YOU ARE AT:CarriersSprint to snag $2.2B in network equipment sale, lease

Sprint to snag $2.2B in network equipment sale, lease

Sprint and parent company SoftBank set up a separate entity to purchase $2.2B in network equipment in move to lower funding concerns

Sprint and parent company SoftBank moved on previously announced plans to set up a separate entity designed to acquire Sprint network assets for $2.2 billion, and then lease those assets back to the carrier. The deal is said to allow Sprint to meet upcoming debt maturities, which published reports indicated included $34 billion in outstanding debt, which is more than twice its current market capitalization, and the need to meet $2.3 billion in debt payments this year.

The entity, labeled Network LeaseCo, is described as “several bankruptcy remote entities” that plans on closing an acquisition of “certain existing network assets” next week. Network LeaseCo will use those assets as collateral in its plans to collect the $2.2 billion from external investors, including SoftBank, with plans to then transfer those funds to the carrier “in staggered, unequal payments through January 2018.”

The network assets are said to have a value of approximately $3 billion, and include primarily equipment located at cell towers. The deal is expected to improve the carrier’s “liquidity position at an attractive cost of capital in the mid-single digits.” Sprint said it had $6 billion in total liquidity at the end of last year, with $600 million still available under vendor financing agreements tied towards the purchase of 2.5 GHz network equipment.

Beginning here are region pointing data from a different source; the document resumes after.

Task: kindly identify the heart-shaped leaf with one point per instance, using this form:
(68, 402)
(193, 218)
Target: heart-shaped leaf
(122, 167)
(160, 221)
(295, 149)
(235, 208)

“Sprint and SoftBank have worked together again to create a unique structure that provides Sprint with an attractive source of capital,” explained Sprint CFO Tarek Robbiati. “This transaction is an important first step in addressing upcoming debt maturities and allows us to stay focused on our corporate transformation, which involves growing top line revenues and aggressively taking costs out of the business to improve operating cash flows.”

The Network LeaseCo financials will be included in the carrier’s consolidated reporting and continue to be depreciated, and Sprint will record interest expenses incurred in connection with the Network LeaseCo debt. The leasing entity at this point does not include any spectrum assets, which some had predicted Sprint could use as collateral for additional funding needs.

Sprint earlier this year said it was working with SoftBank in setting up a “network-related financing entity” that will use network equipment and spectrum as collateral to provide up to $5 billion in 2016 funding. The first round of funding from the entity was expected to close by mid-year.

The move is similar to the device-focused Mobile Leasing Solutions subsidiary created late last year tasked with handling the financial aspects of Sprint’s device leasing program in which the carrier provides devices to consumers for a monthly fee over a fixed term before exchanging that device for a new model.

Sprint has said it was looking to trim $2.5 billion in spending this year, with reports suggesting the carrier was looking to reconfigure its network architecture in an attempt to meet its target.